Opinions of Sunday, 27 June 2010

Columnist: Forbes

Ghana Says We're Not No. 9! Not Even Close

Daniel Fisher is a senior editor at Forbes.

Our feature on the world's worst economies has caused quite a stir in Ghana, the West African nation that ranked 9th from the bottom. As this article in All-Africa.com puts it, some people think the ranking was part of a "well-planned attack" by "right-wing media" in retaliation for Ghana's refusal to transfer valuable offshore oil leases from Dallas oil companyKosmos Energy to ExxonMobil. For the record, offshore oil leases had nothing to do with Ghana's ranking, and the revenue from all that oil will probably bounce the country out of the bottom 10 if we do a similar survey in the future. And we called both the Ghanian Embassy and consular offices before publication and got no response. Today, however, we received this letter from Ghana's Ministry of Finance and Economic Planning and it lays the bullish case for Ghana's economy. It's well-documented, cogent and doesn't make any mention of dark conspiracies. Instead, it describes how Ghana's economy has improved since 2008, when most of the data for our worst economies list was compiled.

Ghana is not "struggling to pay its bills," the ministry says, and it has whacked its trade deficit in half since 2008 to $2.2 billion. Also per-capita gross domestic product, a key metric in our survey, rose in Ghanian dollar and real (inflation-adjusted) terms from 2008 and 2009 even if it fell in U.S. dollar terms, the ministry reports. Since then the Ghanian dollar has appreciated 7% against the U.S. dollar, a sign, the ministry says, of good fiscal management. Relative to the U.S., that's a possibility.

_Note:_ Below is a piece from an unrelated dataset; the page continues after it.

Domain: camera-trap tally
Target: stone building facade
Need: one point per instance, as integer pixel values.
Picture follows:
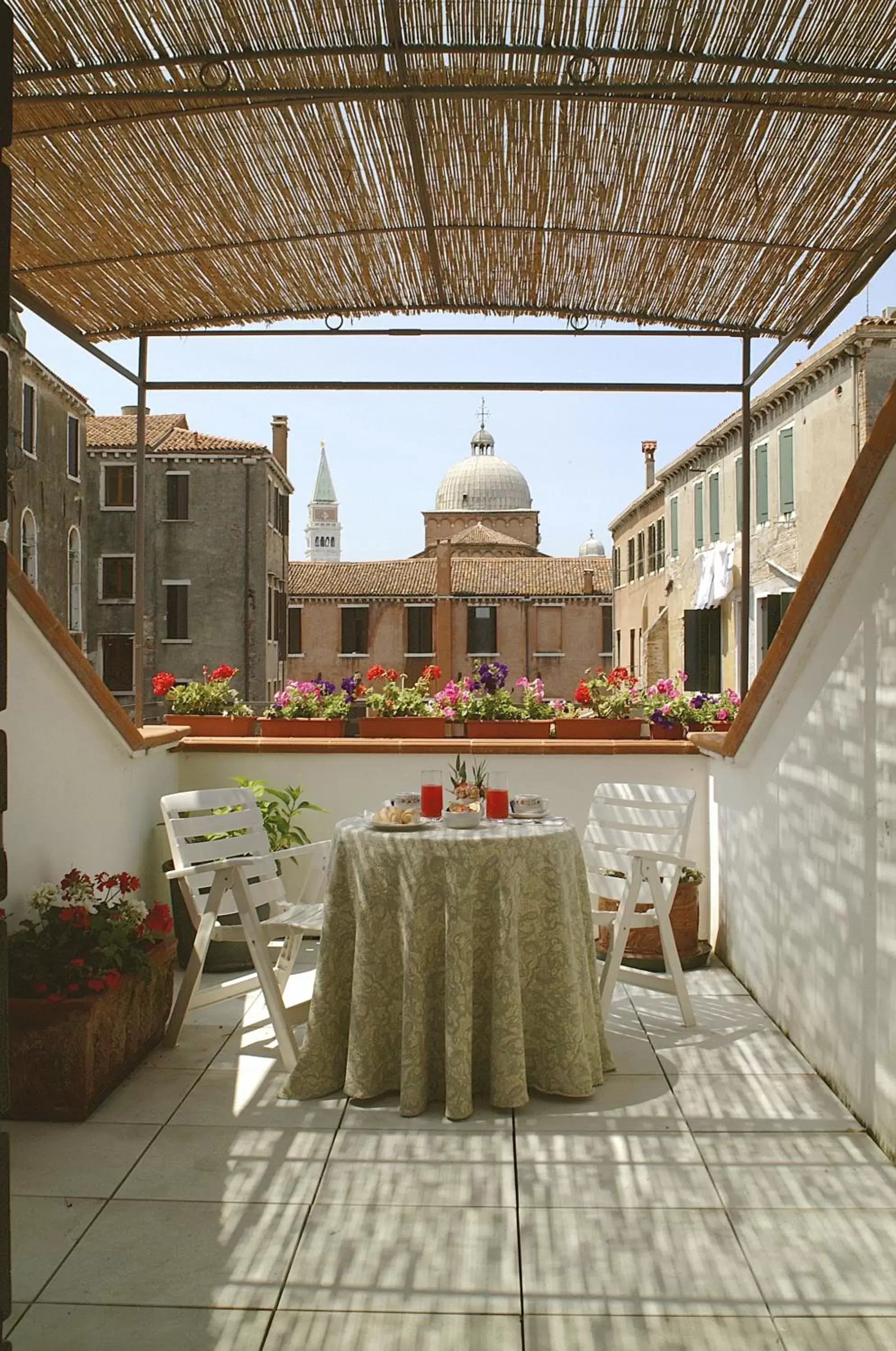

One of the biggest disputes is over the Valco aluminum refinery, which we say has been idled because the country is diverting electricity from Africa's biggest hydroelectric dam. The electricity isn't being diverted, Ghana says; there's not enough to go around because water levels in Volta Lake are too low. Given the "ridiculous" prices Valco pays for electricity, the ministry says, it makes no sense to divert electrons from consumers to produce aluminum ingots for the world market. Fair enough. We'd hate to confuse a drought with mismanagement.

And if Ghana keeps on this fiscal course, it will exit the Bottom 10 forever. Best of luck.